The HSE has acquired a new director general. Paul Reid, who lives in Leitrim, has been selected to succeed Tony O’Brien at a salary of €300,000 a year, one-and-a-half times that of his predecessor. It is a generous salary by any measure, but if Mr Reid is able to meet even half the targets he has set himself, it will be money well earned.
The new man takes over an organisation that cries out for reform from top to bottom, a disjointed structure without integration of its many parts, top heavy with administrative bureaucracy, and with layer after layer of management so overlapping as to make individual accountability count for nothing. Small wonder, then, with a staff of 100,000 and a budget of €16 billion, that Mr Reid’s predecessor should have referred to the organisation as ‘an amorphous blob that nobody fully understands’.
Reid inherits a myriad of problems, but arguably none more urgent than that of keeping elderly people in their own homes and away from long-term nursing-home care or, worse still, from acute hospitals. It is an objective, however, for which the Government appears not to have the political will, or the HSE itself the required resources. With an ageing population, more and more people are waiting to be provided with home-help services which, in reality, are no longer available.
The rationale behind keeping elderly people in their own homes and communities has long been accepted as a given. Older people enjoy better health and a far superior quality of life when they are helped to live in their homes and close to their neighbours. Home living is a win-win situation both on social grounds and by any monetary criteria, since providing home help to the elderly is vastly less expensive than the alternative of paying for nursing-home care. It is one of the all too rare issues where compassion and cost-effectiveness share common ground and where society is the winner.
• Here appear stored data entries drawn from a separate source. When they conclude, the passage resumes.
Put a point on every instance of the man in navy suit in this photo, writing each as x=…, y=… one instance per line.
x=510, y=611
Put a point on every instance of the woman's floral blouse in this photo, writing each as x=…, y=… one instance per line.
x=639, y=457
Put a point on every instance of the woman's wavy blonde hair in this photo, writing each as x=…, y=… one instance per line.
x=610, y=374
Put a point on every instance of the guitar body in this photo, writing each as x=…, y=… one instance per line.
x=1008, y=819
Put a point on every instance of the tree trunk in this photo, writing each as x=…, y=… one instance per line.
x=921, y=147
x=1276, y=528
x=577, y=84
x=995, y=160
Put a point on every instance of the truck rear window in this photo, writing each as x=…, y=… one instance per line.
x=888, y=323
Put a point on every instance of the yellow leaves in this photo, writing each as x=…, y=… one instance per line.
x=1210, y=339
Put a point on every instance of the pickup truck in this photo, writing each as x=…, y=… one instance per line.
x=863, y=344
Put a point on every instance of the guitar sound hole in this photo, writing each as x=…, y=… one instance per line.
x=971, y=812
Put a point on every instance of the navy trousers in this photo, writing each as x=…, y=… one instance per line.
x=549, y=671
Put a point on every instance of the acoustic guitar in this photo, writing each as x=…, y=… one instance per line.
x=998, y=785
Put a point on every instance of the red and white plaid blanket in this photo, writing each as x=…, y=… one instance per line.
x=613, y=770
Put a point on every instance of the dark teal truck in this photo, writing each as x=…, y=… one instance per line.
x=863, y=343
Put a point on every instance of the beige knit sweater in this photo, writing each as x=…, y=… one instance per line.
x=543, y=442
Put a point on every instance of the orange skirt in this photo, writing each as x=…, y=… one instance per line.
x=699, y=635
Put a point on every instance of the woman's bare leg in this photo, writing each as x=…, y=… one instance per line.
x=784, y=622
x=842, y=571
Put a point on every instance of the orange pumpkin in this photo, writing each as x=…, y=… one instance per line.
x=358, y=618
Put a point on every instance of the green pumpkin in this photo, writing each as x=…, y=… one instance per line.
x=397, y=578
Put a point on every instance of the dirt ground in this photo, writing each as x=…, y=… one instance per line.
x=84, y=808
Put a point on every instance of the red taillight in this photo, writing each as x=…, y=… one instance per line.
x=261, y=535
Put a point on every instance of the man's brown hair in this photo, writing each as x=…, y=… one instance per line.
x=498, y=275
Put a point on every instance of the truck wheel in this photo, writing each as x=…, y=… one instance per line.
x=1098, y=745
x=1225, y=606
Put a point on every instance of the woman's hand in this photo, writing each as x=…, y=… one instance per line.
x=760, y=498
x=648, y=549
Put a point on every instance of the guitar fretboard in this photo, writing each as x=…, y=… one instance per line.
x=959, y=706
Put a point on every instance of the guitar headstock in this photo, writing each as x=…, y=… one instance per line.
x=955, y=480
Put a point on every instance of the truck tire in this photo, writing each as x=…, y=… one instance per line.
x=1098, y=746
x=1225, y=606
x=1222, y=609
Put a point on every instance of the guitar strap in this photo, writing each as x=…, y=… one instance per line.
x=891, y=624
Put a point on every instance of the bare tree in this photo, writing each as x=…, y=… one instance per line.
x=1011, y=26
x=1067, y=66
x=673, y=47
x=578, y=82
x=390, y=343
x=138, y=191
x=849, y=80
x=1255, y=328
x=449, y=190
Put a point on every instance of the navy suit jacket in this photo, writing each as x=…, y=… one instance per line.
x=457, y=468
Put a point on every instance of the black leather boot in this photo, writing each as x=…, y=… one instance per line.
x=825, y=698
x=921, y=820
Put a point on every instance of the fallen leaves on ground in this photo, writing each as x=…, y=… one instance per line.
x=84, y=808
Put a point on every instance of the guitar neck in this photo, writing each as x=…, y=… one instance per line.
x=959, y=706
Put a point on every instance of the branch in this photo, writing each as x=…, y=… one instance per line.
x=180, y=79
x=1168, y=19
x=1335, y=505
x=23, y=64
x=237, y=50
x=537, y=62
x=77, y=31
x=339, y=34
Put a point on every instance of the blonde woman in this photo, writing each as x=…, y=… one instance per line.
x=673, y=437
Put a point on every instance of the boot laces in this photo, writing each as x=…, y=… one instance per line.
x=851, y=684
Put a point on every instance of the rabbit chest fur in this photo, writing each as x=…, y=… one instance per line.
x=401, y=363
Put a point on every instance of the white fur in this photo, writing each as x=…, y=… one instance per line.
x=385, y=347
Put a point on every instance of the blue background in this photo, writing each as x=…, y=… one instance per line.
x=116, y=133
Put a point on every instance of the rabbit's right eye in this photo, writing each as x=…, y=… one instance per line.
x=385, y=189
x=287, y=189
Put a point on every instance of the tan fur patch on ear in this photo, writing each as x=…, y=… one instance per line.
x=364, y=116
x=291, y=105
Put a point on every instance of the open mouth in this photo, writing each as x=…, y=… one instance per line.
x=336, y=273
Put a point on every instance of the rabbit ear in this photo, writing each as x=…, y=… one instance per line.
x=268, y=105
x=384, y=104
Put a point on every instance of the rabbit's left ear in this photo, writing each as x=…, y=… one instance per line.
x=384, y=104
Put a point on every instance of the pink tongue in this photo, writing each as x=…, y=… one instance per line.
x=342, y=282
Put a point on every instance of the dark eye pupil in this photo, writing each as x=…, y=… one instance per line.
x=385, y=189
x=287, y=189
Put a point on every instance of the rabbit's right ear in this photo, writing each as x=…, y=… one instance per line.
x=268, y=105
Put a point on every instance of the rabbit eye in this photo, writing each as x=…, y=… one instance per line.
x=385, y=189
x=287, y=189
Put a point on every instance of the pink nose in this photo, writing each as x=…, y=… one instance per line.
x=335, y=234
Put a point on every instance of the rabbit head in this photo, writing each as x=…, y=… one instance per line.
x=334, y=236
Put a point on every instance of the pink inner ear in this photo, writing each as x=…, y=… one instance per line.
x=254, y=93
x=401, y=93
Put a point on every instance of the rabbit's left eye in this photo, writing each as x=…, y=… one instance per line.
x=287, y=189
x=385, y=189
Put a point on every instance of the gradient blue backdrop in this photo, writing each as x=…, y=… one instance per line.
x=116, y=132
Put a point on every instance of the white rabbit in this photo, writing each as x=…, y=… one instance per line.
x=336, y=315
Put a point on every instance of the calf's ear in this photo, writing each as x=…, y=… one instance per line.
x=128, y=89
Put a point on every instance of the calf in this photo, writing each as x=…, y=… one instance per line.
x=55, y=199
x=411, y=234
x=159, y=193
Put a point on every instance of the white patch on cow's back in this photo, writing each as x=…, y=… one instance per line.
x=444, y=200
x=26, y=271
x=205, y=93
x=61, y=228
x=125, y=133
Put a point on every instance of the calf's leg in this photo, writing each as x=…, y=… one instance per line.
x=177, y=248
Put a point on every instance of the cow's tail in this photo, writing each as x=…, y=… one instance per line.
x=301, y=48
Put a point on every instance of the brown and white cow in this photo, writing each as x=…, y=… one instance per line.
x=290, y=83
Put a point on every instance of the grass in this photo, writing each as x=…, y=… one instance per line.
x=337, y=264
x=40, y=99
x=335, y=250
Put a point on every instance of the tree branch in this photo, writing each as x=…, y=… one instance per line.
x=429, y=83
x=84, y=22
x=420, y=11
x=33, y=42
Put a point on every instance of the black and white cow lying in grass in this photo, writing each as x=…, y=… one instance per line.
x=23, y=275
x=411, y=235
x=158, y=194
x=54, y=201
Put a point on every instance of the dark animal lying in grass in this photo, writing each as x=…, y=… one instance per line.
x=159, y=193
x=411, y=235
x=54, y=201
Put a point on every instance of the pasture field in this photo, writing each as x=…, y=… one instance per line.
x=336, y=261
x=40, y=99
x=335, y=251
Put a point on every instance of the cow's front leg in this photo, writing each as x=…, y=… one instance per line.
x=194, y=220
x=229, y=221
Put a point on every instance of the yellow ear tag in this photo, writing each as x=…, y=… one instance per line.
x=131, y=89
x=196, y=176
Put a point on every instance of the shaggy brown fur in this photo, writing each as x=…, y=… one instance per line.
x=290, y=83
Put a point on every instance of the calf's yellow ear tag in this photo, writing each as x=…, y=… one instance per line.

And yet, all too often, the HSE fails to see the obvious connect between these two complementary objectives. A consultant at Sligo University Hospital recently reported that an elderly patient, ready for discharge, had been retained in his hospital bed for 70 days simply because the HSE did not have the arrangements in place to support him at home. When he was eventually discharged, the critical tipping point of recovery had come and gone. The patient was just beyond the stage of semi-independent home living and, within a couple of weeks, had to be admitted permanently to a nursing home.
The demands of an ageing population are sharply diverging from what the resources can offer. With 6,000 people now waiting to be provided with home-support services, and ever tighter budgetary constraints, there will come the inevitable grasping of the nettle and a recommendation to start charging for home help services. But whether any government would be prepared to take the electoral risk of such a decision would be another story entirely.
The new head of the HSE finds himself faced with an unenviable task. With the Government growing increasingly impatient with the annual over spending of the health budget, he must choose between cutting his cloth according to measure, or else exacting greater efficiencies out of his bloated beast of burden.
And while the latter might present itself as the obvious option, he will be confronted with entrenched interests, an established pecking order of rights and privileges, and staff morale which hovers not far above zero.